Pada tanggal 19 Januari 1927 Mgr. H. L. Smeets, SCJ kembali ke Eropa, oleh karena itu tugas pelayanan sebagai Prefek Apostolik Bengkulu kemudian dilanjutkan oleh Pastor H. van Oort, SCJ.  Pada tanggal 19 Januari 1934, Pastor Henri Martin Mekkelholt, SCJ menjadi Prefek Apostolik ketiga menggantikan Pastor H. van Oort SCJ. Dalam masa kepemimpinannya, pada tanggal 13 Juni 1939 Vatikan berkenan menetapkan Vikariat Apostolik Palembang sebagai pengembangan dari Prefektur Apostolik Bengkulu. Vatikan mengangkat Mgr. H.M. Mekkelholt, SCJ menjadi Vikaris Apostolik yang pertama.

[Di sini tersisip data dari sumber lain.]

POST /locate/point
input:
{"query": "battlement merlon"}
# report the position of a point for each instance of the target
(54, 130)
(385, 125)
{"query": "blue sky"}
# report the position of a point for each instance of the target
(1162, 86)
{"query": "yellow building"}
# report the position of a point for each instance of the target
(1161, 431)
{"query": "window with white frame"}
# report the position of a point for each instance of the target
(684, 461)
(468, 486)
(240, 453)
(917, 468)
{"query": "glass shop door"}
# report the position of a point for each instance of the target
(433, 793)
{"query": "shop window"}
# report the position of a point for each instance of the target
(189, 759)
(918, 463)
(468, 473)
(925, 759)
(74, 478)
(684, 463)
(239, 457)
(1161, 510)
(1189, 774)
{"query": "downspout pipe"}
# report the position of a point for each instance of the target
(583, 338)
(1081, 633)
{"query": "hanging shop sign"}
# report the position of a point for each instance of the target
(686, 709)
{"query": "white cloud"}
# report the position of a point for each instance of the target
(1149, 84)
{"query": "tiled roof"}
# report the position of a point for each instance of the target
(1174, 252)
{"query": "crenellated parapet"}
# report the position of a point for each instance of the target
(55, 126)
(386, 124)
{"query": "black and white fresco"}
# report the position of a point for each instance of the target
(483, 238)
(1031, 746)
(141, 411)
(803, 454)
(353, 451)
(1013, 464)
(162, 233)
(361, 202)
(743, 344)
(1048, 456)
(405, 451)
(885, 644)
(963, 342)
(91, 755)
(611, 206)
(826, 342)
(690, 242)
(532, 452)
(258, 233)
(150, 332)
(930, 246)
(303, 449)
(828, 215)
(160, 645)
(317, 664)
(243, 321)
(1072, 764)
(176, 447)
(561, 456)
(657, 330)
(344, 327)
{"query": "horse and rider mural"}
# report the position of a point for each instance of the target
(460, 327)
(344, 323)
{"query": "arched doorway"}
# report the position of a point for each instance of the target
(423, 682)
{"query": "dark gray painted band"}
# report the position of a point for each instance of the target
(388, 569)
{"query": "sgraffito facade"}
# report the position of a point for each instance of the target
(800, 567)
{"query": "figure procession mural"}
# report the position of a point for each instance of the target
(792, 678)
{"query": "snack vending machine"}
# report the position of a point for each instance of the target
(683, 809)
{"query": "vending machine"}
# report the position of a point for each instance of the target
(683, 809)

Mgr. Henricus Norbertus Mekkelholt SCJ

Ketika Vikariat yang baru berdiri ini mulai bersiap untuk berbenah Perang Dunia II terjadi dan berkecamuk antara tahun 1939-1945. Situasi ini semakin diperparah dengan penderitaan yang timbul selama masa pendudukan Jepang. Para misionaris Belanda yang berkarya di wilayah Palembang, Jambi, Lahat, Bengkulu, Metro, Teluk Betung dan Pringsewu di Lampung menjadi korban. Mereka ditangkap dan dimasukkan ke dalam kamp-kamp interniran di antaranya kamp Talang Semut dan kamp Puncak Sekuning Palembang, kamp Kepahiang Bengkulu, kamp Lebak Budi dan Durian Payung Lampung, kamp Belalau Lubuk Linggau dan kamp Muntok Bangka. Banyak misionaris yang meninggal dunia selama periode ini.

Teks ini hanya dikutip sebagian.